Details
-
Improvement
-
Status: Closed
-
Critical
-
Resolution: Duplicate
-
1.20.0
Description
Abstract: Both RexImpTable and BlockBuilder have codegen issues, but it is interesting that they can work together well for most cases.
We can illustrate the problem with a simple test case in JdbcTest, in which the "commission" column is nullable.
@Test public void testNullSafeCheck() { CalciteAssert.hr() .query("select \"commission\" + 10 as s from \"hr\".\"emps\"") .returns("S=1010\n" + "S=510\n" + "S=null\n" + "S=260\n"); }
This test case can pass as the BlockBuilder is in default optimization mode. However, when we set it into un-optimization mode in EnumerableCalc, this test will fail due to NPE. The following picture demonstrates their differences.
1.RexImpTable generates unsafe code
Before translating the RexCall (Add), RexImpTable firstly translate its operands with (nullAs=IS_NULL) [1] to detect whether it is null (i.e., inp4_unboxed). Then RexImpTable sets this operand's nullable in RexToLixTranslator as false [2]. After that, the operand will be translated again with NOT_POSSIBLE [3] to get the value (i.e., inp4_0_unboxed). In the end, the RexCall is implemented by NotNullImplementor.However, it is not safe to conduct operations like unboxing in the second translation phase.
2.BlockBuiler optimization's semantic issue buries NPE
BlockBuilder.optimize() changes the code semantic in this case. For conditional-like clauses (if...else, ?:, etc), InlineVariableVisitor will wrongly make variables inlined.
In general, they can work together for most cases. However, when some special branch is triggered by query, the problem will be exposed. For example, the NewExpression (new java.math.BigDecimal) in CALCITE-3143 breaks the inline optimization phase.
How to fix?
I have digged into this problem a couple of days and tried many approaches to fix it. But in this progress, I found the limitation in current implementation. The whole recursive framework essentially conducts a sequential codegen beheavior, and may visit a RexNode again and again with different NullAs settings.

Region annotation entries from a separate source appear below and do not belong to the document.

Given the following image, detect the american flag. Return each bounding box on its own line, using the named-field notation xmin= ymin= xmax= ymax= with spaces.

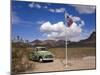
xmin=65 ymin=13 xmax=73 ymax=27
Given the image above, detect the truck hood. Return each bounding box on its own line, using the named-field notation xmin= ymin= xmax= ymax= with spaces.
xmin=38 ymin=51 xmax=53 ymax=56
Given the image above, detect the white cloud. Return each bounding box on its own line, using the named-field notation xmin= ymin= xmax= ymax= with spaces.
xmin=29 ymin=2 xmax=41 ymax=8
xmin=72 ymin=5 xmax=96 ymax=14
xmin=37 ymin=21 xmax=45 ymax=24
xmin=11 ymin=12 xmax=34 ymax=27
xmin=48 ymin=8 xmax=65 ymax=13
xmin=29 ymin=3 xmax=34 ymax=8
xmin=49 ymin=8 xmax=55 ymax=12
xmin=40 ymin=18 xmax=85 ymax=41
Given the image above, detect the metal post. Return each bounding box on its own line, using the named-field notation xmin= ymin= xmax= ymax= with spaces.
xmin=64 ymin=11 xmax=68 ymax=67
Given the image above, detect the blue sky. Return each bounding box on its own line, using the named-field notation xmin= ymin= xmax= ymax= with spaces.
xmin=11 ymin=1 xmax=96 ymax=41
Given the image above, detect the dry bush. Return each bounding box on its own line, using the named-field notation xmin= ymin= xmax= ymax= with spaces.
xmin=11 ymin=48 xmax=34 ymax=74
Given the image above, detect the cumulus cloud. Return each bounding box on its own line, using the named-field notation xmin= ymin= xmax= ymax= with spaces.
xmin=40 ymin=16 xmax=86 ymax=41
xmin=29 ymin=2 xmax=41 ymax=8
xmin=37 ymin=20 xmax=46 ymax=25
xmin=72 ymin=5 xmax=96 ymax=14
xmin=48 ymin=8 xmax=65 ymax=13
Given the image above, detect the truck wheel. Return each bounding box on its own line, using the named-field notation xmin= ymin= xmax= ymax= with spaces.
xmin=39 ymin=57 xmax=43 ymax=62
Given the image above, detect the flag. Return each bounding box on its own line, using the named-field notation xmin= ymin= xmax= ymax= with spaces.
xmin=65 ymin=12 xmax=73 ymax=27
xmin=67 ymin=16 xmax=73 ymax=27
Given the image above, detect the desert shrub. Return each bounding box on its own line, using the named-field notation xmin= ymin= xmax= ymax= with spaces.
xmin=11 ymin=48 xmax=34 ymax=74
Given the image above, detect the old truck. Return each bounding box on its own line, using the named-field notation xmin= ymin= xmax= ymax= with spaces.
xmin=31 ymin=47 xmax=54 ymax=62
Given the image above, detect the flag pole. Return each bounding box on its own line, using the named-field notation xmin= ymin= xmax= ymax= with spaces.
xmin=64 ymin=11 xmax=68 ymax=68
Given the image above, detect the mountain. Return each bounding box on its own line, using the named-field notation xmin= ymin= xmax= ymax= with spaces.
xmin=31 ymin=32 xmax=96 ymax=47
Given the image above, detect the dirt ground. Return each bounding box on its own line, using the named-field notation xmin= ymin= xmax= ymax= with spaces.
xmin=26 ymin=56 xmax=96 ymax=73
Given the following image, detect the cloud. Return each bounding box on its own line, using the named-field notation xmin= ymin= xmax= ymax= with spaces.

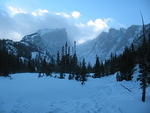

Due to the limitation, it is difficult to implement null-safe codegen semantics with branching logic. We can also find that there are many branches for special cases in current implementation. Even we can handle potential issues every time, the logic will becomes more and more complex and unfriendly for maintenance.
Therefore, I propose to re-consider this part, including several initial points.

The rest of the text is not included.